Azura Yumna Ramadani Purnama
16 September 2026 11:50

Kawasan industri nikel di Morowali, Sulawesi Tengah./Bloomberg-Dimas Ardian
Kawasan industri nikel di Morowali, Sulawesi Tengah./Bloomberg-Dimas Ardian

Bloomberg Technoz, Jakarta – Nickel Industries Limited mengumumkan proses ramp up atau peningkatan produksi smelter nikel hidrometalurgi berbasis high pressure acid leaching (HPAL) di kawasan Indonesia Morowali Industrial Park (IMIP) mengalami hambatan, sebab pasokan air tak mencukupi terimbas fenomena El Niño.

Dalam pengumuman resminya, Nickel Industries mengungkapkan proyek excelsior nickel cobalt (ENC) tersebut telah mencapai tingkat produksi sekitar 50% dari kapasitas terpasang dalam waktu empat pekan sejak dimulai komisioning.

Dengan kondisi kekeringan yang terjadi, proyek ENC diperkirakan baru bisa beroperasi sekitar 30% dari kapasitas terpasang hingga ketersediaan air kembali normal.


Perseroan mengungkapkan curah hujan di tambang Hengjaya—yang memasok bijih ke proyek ENC, secara rata-rata mencapai 222 milimeter (mm) dan curah hujan yang tercatat pada Agustus 2026 kurang dari 4 mm.

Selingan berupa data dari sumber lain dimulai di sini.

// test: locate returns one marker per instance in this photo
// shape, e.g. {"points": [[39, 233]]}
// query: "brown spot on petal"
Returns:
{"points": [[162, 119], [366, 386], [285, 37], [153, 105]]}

Indonesia Morowali Industrial Park di Kabupaten Morowali, Sulawesi Tengah./Bloomberg-Dimas Ardian

“ENC telah menunjukkan kinerja yang sangat baik sejak commissioning, mencapai sekitar 50% dari kapasitas terpasang dalam waktu empat minggu, yang merupakan pencapaian nyata dari tim operasional kami,” kata Managing Director Justin Werner dalam pengumuman resminya, Selasa (15/9/2026).